I do the 45 degree sometimes with a training partner who lets me know the second that I lose the arch in my back and then I either drop it, or arch again. Sometimes if you are trying to grind out a rep or a weight, you will not even notice that you lose the arch.
This is putting your back in a compromising position. This is what most people who do, who aren’t doing the shrug/row hybrid do when they do them.

[quote]Julius_Caesar wrote:

Chins/pulls are way better for the lats IMO, especially since they take a fatugued lower back out of it and the chance of back injury, especially the way that most jokers do them.

[/quote]

They train the lats in a complete different way tho. They basically ignore scapular retraction. Which isn’t good if you’re trying to build a bug bench or keep good posture.

[quote]Hanley wrote:

They train the lats in a complete different way tho. They basically ignore scapular retraction. Which isn’t good if you’re trying to build a bug bench or keep good posture.[/quote]

But from personal experience, chin-ups/pull-ups have boosted my bench.

[quote]Hanley wrote:
Julius_Caesar wrote:

Chins/pulls are way better for the lats IMO, especially since they take a fatugued lower back out of it and the chance of back injury, especially the way that most jokers do them.

They train the lats in a complete different way tho. They basically ignore scapular retraction. Which isn’t good if you’re trying to build a bug bench or keep good posture.[/quote]

You should still be retracted when you do pull-ups and chins. It is easier with pull-ups, but even with chins at the end you would be retracted.

[quote]nptitim wrote:
Hanley wrote:
Julius_Caesar wrote:

Chins/pulls are way better for the lats IMO, especially since they take a fatugued lower back out of it and the chance of back injury, especially the way that most jokers do them.

They train the lats in a complete different way tho. They basically ignore scapular retraction. Which isn’t good if you’re trying to build a bug bench or keep good posture.

You should still be retracted when you do pull-ups and chins. It is easier with pull-ups, but even with chins at the end you would be retracted.[/quote]

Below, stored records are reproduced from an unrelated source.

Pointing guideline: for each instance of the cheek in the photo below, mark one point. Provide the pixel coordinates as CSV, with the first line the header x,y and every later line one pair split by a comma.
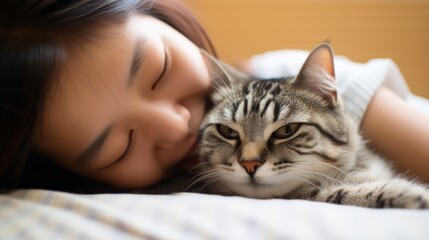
x,y
131,173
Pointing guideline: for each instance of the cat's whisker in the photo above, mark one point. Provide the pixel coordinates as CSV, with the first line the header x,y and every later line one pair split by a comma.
x,y
320,175
210,174
338,169
306,181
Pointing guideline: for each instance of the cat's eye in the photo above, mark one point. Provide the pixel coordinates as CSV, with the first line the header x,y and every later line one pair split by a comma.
x,y
227,132
286,131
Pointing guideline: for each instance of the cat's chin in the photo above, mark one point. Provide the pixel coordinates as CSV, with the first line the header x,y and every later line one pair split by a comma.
x,y
260,190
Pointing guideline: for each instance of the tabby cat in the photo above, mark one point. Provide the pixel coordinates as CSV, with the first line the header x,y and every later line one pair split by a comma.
x,y
291,138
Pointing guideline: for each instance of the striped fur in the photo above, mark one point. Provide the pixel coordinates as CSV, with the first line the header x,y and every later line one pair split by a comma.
x,y
290,138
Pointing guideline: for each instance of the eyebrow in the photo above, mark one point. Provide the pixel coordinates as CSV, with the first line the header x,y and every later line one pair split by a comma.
x,y
140,51
138,56
95,147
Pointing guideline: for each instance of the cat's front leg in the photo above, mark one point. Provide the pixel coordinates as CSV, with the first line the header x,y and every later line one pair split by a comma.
x,y
395,193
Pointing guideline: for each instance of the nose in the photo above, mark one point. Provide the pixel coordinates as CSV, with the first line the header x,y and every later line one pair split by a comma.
x,y
251,165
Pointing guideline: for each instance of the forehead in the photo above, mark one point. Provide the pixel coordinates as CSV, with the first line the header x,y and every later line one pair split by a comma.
x,y
86,91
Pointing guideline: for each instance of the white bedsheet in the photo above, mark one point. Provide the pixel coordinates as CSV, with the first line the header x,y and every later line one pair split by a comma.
x,y
39,214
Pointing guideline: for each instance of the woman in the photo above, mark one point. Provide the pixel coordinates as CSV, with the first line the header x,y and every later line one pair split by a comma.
x,y
115,91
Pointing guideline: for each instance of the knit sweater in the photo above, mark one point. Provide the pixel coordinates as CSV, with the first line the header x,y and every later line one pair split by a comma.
x,y
357,82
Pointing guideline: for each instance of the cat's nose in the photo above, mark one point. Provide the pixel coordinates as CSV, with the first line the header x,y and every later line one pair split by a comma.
x,y
251,166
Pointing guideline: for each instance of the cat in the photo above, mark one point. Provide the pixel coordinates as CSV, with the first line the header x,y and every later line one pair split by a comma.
x,y
291,138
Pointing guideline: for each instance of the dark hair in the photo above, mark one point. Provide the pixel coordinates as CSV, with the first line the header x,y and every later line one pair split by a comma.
x,y
35,38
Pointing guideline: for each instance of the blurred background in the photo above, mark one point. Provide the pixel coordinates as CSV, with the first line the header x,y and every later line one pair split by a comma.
x,y
358,29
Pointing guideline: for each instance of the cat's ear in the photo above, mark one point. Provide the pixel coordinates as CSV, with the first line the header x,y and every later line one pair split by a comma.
x,y
318,75
222,74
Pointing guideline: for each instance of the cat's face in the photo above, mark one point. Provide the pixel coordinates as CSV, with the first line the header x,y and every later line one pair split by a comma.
x,y
266,138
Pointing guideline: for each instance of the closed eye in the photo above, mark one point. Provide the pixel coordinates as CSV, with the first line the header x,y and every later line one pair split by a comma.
x,y
165,69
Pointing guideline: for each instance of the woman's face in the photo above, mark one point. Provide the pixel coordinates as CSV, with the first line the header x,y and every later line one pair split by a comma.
x,y
127,108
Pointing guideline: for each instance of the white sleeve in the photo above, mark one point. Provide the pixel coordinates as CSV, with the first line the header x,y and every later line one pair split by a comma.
x,y
357,82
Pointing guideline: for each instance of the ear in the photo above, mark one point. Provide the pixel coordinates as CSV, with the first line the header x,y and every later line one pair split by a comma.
x,y
222,74
318,75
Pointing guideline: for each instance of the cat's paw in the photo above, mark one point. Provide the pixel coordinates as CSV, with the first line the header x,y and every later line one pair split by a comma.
x,y
408,201
411,196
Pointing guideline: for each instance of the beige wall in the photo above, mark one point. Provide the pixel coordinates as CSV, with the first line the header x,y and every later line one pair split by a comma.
x,y
359,29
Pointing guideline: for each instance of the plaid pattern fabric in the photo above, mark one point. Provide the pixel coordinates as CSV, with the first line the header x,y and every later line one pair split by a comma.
x,y
39,214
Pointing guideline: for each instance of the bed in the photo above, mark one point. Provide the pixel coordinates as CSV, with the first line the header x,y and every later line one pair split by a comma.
x,y
43,214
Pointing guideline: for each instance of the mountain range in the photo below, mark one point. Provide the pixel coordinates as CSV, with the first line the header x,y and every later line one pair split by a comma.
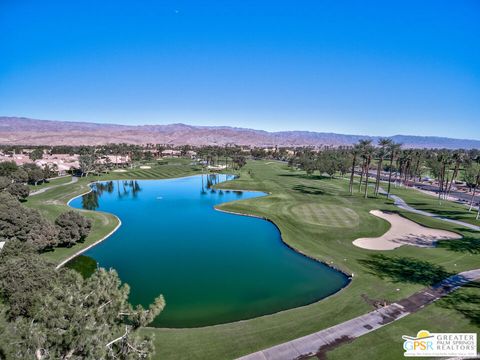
x,y
25,131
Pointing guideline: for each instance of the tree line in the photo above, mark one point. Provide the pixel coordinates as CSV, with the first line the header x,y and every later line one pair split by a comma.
x,y
387,161
58,314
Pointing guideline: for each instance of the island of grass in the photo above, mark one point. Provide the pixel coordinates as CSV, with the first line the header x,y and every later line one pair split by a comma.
x,y
317,217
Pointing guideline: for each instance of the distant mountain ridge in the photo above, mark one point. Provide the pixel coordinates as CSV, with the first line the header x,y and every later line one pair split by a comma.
x,y
25,131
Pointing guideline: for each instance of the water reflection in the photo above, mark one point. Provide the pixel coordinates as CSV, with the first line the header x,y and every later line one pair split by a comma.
x,y
124,189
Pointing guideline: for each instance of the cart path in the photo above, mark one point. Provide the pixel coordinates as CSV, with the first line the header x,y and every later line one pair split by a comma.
x,y
327,339
399,202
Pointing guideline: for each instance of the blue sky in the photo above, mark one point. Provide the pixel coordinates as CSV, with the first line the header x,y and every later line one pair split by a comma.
x,y
356,67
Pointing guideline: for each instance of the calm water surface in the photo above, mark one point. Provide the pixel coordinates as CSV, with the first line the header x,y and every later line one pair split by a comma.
x,y
212,267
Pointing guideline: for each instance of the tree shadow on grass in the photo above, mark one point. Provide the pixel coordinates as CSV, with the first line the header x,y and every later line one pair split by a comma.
x,y
466,244
464,302
308,190
455,214
405,269
305,176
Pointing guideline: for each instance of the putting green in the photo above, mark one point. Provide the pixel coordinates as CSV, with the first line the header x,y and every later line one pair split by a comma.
x,y
325,215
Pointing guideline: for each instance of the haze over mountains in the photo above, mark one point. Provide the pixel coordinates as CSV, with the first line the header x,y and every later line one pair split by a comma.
x,y
24,131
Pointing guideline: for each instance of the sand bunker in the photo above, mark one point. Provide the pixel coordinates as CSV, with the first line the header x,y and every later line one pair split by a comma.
x,y
403,232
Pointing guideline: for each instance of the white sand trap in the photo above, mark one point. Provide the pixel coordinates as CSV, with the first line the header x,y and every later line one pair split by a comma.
x,y
403,232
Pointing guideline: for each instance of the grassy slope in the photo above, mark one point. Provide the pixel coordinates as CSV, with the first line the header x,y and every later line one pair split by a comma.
x,y
54,201
294,201
62,180
328,243
430,203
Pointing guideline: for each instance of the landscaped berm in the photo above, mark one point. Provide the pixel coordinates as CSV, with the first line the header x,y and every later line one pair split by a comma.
x,y
318,217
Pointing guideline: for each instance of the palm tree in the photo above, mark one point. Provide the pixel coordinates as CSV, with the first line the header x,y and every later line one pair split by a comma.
x,y
384,143
354,152
368,153
459,158
444,159
362,144
394,149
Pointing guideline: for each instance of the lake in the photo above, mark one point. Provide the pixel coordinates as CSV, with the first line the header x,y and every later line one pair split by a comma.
x,y
212,267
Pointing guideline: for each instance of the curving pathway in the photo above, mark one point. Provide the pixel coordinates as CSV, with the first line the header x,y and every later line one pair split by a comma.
x,y
399,202
327,339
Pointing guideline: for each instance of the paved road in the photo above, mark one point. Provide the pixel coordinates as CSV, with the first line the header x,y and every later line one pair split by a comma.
x,y
327,339
42,190
398,201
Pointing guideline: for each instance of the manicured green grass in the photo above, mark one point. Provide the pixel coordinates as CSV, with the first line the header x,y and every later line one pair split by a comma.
x,y
430,203
458,312
54,201
311,214
59,181
84,265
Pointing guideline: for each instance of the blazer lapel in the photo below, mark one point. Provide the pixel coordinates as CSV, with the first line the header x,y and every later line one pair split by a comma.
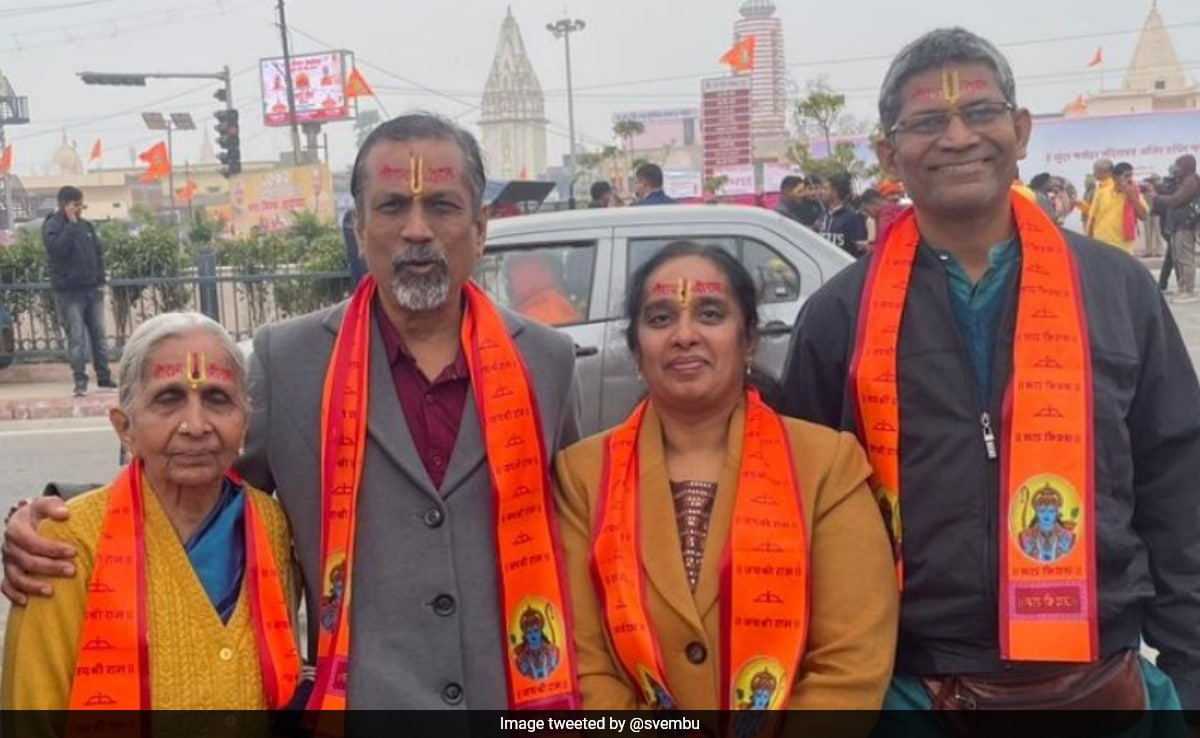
x,y
661,552
708,587
387,425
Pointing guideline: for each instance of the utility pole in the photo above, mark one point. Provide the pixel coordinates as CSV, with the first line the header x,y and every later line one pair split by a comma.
x,y
563,29
287,79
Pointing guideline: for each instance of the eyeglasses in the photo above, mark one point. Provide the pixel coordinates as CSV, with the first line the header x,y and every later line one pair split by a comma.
x,y
977,115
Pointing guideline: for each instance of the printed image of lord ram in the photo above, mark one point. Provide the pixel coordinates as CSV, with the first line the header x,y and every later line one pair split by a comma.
x,y
537,657
1047,537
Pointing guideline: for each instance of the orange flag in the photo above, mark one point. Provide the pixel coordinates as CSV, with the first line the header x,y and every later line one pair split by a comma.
x,y
358,87
187,191
159,162
741,55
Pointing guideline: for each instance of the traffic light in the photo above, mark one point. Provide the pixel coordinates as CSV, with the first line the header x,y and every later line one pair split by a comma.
x,y
229,139
135,81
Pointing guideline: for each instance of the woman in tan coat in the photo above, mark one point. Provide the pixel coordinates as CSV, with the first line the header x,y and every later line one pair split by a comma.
x,y
720,556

You cannot honestly say that they’re simialr movements??

I found that I was cheating my BB rows. My solution - I set up a bench at an incline, fold up a towel and place it on the end, place my forehead on the towel, bend over and row. I am able to keep my back nearly parallel with the floor, and I know if I’ve cheated if the towel under my forehead hits the floor. Simple and has worked for me. My $0.02.

Sometimes my lower back hurts when i go heavier with these, i was thinkin about doin them with my ass to the wall, just something to kind of hold it against as im rowing, figure it wud take some pressure off and maybe also help form because it wud give feedback for keeping hips level and still throughout the movement. anyone try this?

[quote]Hanley wrote:
You should still be retracted when you do pull-ups and chins. It is easier with pull-ups, but even with chins at the end you would be retracted.

You cannot honestly say that they’re simialr movements??[/quote]

I don’t understand your question. Do you disagree that you are retracted at the end (chin above the bar) of both a pull-up (pronated) and a chin-up (supinated)?

[quote]nptitim wrote:
Hanley wrote:
You should still be retracted when you do pull-ups and chins. It is easier with pull-ups, but even with chins at the end you would be retracted.

You cannot honestly say that they’re simialr movements??

I don’t understand your question. Do you disagree that you are retracted at the end (chin above the bar) of both a pull-up (pronated) and a chin-up (supinated)?[/quote]

No no, I’m disputing the fact that someone can say a chin/pull up is similar to a bent over row.